Trascorsero il tempo mangiando, con Anihsa intenta ad ascoltare la descrizione che l’uomo le faceva dell’isola, del villaggio dove vivevano insieme. Le loro famiglie si dedicavano alla produzione con metodi biologici di vari prodotti alimentari, allevavano bovini ed ovini lasciandoli liberi di pascolare e riconducendoli nelle stalle solo per la notte. Erano autosufficienti dal punto di vista energetico grazie a centrali eoliche e ad alcune installazioni di pannelli fotovoltaici.

El Morro appariva illuminato in volto mentre le raccontava queste cose ed era chiaro che fosse estremamente orgoglioso di essere parte di quella realtà.

Poi venne la volta delle sue domande: “Posso chiederti che ci facevi da sola in quell’albergo?”.

Anihsa sospirò prima di rispondere. “La mia vita non è stata rose e fiori, lungo la mia strada ho sempre incontrato le persone sbagliate. E così mi sono ritrovata sola e, dopo l’ultima delusione, avevo deciso di prendermi una pausa dal mio mondo, trascorrendo un po’ di tempo con me stessa per cercare di raccogliere le forze e ricominciare.”

“Possibile, Anihsa? Non ti conosco bene, ma direi che meriteresti di più di quello che hai avuto”

“Evidentemente non sono abbastanza meritevole!” Disse con sarcasmo “E poi, comunque, non mi chiamo Anihsa. Dato che la mia vita è tutta il contrario di quello che mi aspettavo, ti ho detto il mio nome alla rovescia. Stupido, vero? Mi chiamo Ashina. O meglio questo è il nome che mi è stato dato un giorno e siccome mi è piaciuto me lo sono tenuto. D’altra parte, nemmeno tu ti chiami El Morro o Morro o quel cavolo che è!”

“Certo, certo.” Rispose rapido El Morro, prima che la donna si scaldasse ulteriormente. “Ognuno ha il diritto di darsi il nome che preferisce. Ma mi avevi accennato che riguardava un’osteria o una taverna…”.

“Si”, tagliò corto lei , “è vero, ma non sono ancora pronta per affrontare con te certi ricordi.”

Il loro dialogo fu interrotto dalle grida del marinaio di guardia: “Terra! Terra!”

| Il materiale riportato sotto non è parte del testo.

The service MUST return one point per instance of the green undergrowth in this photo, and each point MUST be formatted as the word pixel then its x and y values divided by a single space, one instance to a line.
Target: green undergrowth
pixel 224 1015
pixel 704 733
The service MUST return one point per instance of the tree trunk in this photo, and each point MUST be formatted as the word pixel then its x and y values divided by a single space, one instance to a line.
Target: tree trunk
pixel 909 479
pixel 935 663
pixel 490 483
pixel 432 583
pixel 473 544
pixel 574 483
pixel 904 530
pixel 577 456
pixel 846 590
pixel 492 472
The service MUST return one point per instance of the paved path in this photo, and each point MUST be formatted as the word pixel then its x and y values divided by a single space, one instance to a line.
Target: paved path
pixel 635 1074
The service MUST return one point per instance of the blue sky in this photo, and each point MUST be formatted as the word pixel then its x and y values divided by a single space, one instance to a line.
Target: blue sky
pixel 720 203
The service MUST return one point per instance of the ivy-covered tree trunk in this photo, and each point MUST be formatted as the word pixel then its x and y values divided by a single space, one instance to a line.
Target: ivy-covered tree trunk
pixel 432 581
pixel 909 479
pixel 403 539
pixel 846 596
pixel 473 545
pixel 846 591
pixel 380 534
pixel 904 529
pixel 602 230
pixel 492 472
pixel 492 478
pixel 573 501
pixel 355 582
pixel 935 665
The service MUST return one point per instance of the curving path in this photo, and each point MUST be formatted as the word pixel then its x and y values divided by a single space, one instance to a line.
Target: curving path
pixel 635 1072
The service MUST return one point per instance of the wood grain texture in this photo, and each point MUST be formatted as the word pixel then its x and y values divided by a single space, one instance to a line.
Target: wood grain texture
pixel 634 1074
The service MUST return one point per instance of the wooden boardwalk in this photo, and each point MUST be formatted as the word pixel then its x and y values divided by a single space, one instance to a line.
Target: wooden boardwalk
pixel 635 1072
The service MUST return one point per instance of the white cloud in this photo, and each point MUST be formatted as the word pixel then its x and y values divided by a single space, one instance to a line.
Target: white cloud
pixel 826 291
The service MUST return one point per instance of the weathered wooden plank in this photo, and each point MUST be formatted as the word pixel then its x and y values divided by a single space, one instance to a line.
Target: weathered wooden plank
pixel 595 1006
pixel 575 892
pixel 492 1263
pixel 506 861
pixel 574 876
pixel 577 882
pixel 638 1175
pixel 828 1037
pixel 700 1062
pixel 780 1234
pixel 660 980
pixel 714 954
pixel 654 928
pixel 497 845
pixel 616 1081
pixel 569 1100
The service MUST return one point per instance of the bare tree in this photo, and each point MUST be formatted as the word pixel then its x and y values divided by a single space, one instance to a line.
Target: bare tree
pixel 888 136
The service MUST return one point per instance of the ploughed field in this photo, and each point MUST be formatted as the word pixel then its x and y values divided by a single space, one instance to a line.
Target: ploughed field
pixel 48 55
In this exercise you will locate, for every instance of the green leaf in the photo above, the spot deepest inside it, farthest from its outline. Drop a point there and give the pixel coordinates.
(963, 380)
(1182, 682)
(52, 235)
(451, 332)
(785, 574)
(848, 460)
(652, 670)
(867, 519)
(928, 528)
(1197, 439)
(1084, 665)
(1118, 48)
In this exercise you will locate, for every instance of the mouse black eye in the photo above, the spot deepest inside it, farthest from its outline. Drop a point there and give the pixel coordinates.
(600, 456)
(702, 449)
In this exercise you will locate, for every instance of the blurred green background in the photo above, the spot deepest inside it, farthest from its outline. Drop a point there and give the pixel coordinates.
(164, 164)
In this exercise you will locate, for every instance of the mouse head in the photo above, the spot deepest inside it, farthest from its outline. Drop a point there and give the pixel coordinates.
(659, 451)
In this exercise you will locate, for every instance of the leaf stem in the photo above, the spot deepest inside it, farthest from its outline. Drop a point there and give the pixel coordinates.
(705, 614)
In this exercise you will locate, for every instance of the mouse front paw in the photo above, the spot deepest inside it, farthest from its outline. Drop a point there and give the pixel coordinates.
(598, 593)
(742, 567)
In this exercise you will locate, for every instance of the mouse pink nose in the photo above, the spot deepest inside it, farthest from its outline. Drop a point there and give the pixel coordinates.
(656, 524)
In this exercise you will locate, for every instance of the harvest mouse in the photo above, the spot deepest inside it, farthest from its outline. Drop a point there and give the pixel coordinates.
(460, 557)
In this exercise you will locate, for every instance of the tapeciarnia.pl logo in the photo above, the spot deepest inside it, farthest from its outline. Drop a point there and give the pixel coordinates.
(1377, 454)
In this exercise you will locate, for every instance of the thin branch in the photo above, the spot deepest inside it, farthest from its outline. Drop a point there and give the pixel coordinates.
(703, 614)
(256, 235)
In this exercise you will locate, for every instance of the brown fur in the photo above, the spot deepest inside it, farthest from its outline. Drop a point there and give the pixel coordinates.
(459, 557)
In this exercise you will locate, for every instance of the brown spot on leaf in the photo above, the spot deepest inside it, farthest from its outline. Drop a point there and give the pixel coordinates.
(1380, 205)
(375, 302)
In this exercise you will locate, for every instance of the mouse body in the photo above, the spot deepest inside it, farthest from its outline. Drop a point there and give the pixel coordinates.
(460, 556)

La nave era ben equipaggiata con strumentazione di navigazione moderna, ma la loro filosofia era quella di cercare di usarla il meno possibile. E poi, sentire quel grido scaldava sempre gli animi e dava gioia, gratificando, almeno in parte, le fatiche del viaggio.

Uscirono in coperta e scorsero in lontananza, nel buio della notte, le luci di una città.

“Quella è Virgin Gorda?”, chiese Ashina. El Morro, con un sorriso le disse: “No, arriveremo a destinazione domani pomeriggio. Quella è Anguilla.”

Restarono ancora un po’ lì a godere di qulle piccole luci e dell’aria fresca. Poi Ashina salutò ed andò a coricarsi lasciando El Morro al suo turno di guardia.